Cassandra is an alternative to MySQL, Oracle or other database manager for very large amounts of queries. It tends to be used by more and more different players, but this is a new product which has not been confronted with all the variety of uses that can be experienced. We can expect setbacks in adapting it to a new application.
It is suitable for fully distributed and highly scalable databases, so for the wide traffic of sites such as Facebook (which developed it) with millions of queries per hour.
The distributed model is used to store information on many different servers managed by a central system.
Written in Java, it can be more easily integrated into a server environment in this language.

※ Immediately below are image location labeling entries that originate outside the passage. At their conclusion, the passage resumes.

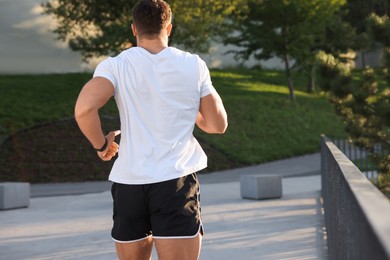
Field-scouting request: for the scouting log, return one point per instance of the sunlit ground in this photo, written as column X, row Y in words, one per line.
column 78, row 227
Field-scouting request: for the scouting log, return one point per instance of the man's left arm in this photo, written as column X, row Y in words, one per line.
column 94, row 95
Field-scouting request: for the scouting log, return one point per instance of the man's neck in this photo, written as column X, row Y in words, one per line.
column 153, row 46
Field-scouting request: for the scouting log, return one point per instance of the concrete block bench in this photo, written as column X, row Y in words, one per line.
column 14, row 195
column 261, row 186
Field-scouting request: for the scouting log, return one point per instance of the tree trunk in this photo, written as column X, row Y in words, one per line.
column 311, row 85
column 363, row 59
column 289, row 79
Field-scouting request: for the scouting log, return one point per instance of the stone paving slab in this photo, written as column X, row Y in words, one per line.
column 78, row 226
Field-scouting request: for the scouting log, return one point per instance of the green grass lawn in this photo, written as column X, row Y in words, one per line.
column 264, row 125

Cassandra is based on the non-relational data model BigTable created by Google and used by the index of its search engine, running on Dynamo, the storage system model from Amazon.
It has been open sourced by Facebook in 2008 and then supported by the Apache Foundation.
The word Cassandra comes from the Greek mythology, it is the name of a princess who has the power to predict the future but whose fate is never to be believed. The logo of a female gaze refers to the idea of vision. It is assumed that the developer expected not to be believed about the future of this system.
SQL or not SQL?
Cassandra is part of NoSQL the movement that wants to simplify the databases by removing the relational aspect.
Tables are no longer a predetermined fixed schema (that we can actually change later), and can change horizontally (for the columns) as well as vertically (for the lines, so the records).
NoSQL actually means Not Only SQL, so it is not about the query language, which is always SQL.
Cassandra vs. MySQL
Cassandra is shemaless and has no table. The number of columns can vary from one row to another. MariaDB (alternative to MySQL) has implemented a system that allows dynamic columns to do the same thing. But we leave the field of SQL commands.
Here is a benchmark comparison provided by Apache:
- Writing: MySQL: 300 ms. Cassandra: 0.12 ms.
- Reading: MySQL: 350ms. Cassandra: 15 ms.
Differences in features:
- Number of columns: 4096. Cassandra: 2 billion.
Cassandra is less reliable than MySQL and a weaker community and therefore a smaller support. There are fewer tools to help make it work, such as graphical interfaces, or managers such as phpMyAdmin.
Facebook is the origin of Cassandra, even though the project was then integrated to Apache. But it was replaced by Hadoop.
See Software powering Facebook.
Twitter does not so far use Cassandra to manage tweets, because it would have to rewrite the system but it is used for statistical data and geolocation.
Complaining of slowness in MySQL, Digg has decided to completely reimplement the management of data to Cassandra.
See Why Digg replaced MySQL.
Netflix, The streaming TV company prefers to forego the benefits of relational database for the scalability of Cassandra.